Creating Structure in Unstructured Data?
For this years Hotsos symposium I set my own expectations once again a little bit higher, creating a new presentation. With all the buzz going on regarding “Big Data” and its focus on getting unstructured data under control, trying to make use of all this information, I pinpointed on making sense of Wikipedia data. The Wikipedia data is freely available as an XML data dump file on the internet. I picked the biggest data set possible, that is, the full Wikipedia English XML dump file. Last December 2012, it contained over 10 million pages of information. Every “string” (=Wikipedia page) contains structured and unstructured data elements and various from a few KB up to bigger the a few MB. All these pages are distributed in 1 big XML file.
My challenge in all of this was to get this data under control: loading it efficiently in an Oracle database, index the bits and pieces I was interested in and make it searchable for use. “Searchable for use” would focus on, the structured (fixed) bits and pieces of info, but also the completely unstructured data. The bits and pieces of info we most of the time are interested in while searching Wikipedia for knowledge. What made the challenge extra interesting was trying to do all this on my own personal computer. A computer which is limited in resources, running the actual used virtual machine environment, running a database that was limited to “only” 4G RAM of memory at its disposal. In all a daunting task trying to consume a single (XML) string (file) of 42.5 GB of data. From time to time I questioned myself, since I started building up to my new presentation in early December 2012, why I set my goals so high, but then again…that’s what Hotsos is all about.
I gathered a lot of data for my presentation, since those cold December nights, while attempting to create “Structure in Unstructured Data”, fiddling with the huge amount of Wikipedia information.

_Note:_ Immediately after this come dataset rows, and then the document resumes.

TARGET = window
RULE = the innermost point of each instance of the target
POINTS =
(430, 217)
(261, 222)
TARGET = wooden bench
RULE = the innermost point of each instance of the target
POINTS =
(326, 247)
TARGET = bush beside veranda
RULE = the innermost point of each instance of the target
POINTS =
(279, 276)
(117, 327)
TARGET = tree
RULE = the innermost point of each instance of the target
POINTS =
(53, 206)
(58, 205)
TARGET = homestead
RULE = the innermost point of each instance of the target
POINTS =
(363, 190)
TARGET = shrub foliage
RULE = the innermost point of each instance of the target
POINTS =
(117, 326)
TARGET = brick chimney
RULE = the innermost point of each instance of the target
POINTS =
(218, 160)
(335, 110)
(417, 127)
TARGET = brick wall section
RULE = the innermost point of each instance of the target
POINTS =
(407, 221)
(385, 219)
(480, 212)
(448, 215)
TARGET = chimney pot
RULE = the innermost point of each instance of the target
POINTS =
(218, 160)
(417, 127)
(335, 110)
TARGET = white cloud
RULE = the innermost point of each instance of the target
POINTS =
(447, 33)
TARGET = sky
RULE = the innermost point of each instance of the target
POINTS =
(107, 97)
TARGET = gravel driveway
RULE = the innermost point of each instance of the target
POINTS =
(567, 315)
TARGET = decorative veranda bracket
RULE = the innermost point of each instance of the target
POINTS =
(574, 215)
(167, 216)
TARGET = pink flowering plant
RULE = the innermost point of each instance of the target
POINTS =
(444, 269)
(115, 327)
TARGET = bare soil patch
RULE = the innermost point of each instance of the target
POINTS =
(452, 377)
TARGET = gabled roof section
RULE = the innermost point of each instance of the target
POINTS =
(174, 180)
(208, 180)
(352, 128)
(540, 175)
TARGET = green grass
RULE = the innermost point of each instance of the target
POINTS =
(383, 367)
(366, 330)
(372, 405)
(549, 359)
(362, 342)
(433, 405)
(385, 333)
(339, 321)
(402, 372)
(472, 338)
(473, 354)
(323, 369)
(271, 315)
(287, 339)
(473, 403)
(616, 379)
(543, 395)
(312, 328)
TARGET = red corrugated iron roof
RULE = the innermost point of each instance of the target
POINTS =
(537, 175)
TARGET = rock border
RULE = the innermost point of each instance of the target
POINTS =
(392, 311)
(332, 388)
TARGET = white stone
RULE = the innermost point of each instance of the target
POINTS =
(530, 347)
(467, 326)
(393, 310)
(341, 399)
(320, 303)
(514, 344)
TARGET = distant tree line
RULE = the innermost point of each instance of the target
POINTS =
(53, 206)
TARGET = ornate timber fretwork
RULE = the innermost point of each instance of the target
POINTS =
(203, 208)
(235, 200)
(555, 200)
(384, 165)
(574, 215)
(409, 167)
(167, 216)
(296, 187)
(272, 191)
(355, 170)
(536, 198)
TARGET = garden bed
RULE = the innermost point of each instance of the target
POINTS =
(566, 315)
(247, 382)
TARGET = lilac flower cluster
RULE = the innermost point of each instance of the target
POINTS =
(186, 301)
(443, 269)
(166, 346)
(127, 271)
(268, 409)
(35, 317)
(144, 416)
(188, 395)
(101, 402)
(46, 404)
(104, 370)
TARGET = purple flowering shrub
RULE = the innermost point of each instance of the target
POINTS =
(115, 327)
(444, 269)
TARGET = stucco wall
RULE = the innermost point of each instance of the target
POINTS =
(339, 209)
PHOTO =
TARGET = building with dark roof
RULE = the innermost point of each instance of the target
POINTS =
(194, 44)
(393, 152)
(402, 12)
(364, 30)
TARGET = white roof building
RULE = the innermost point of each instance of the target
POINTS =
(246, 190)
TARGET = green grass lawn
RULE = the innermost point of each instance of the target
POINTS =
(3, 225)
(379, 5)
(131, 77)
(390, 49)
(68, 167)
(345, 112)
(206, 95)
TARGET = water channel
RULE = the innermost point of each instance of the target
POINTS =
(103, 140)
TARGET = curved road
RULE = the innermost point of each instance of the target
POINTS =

An hour presentation time , in all, is too short to fit the lessons learned spend during my evening hours, the last 3 months. On Monday 12:00 AM (EST) I will know, based on the feedback of the Hotsos audience, if my attempts too handle the data will pay off and they liked the content. I will be happy if the people attended will feel it as “an hour well spend”. After that I can relax and start enjoying Hotsos and the presentations of all those other very knowledgeable people.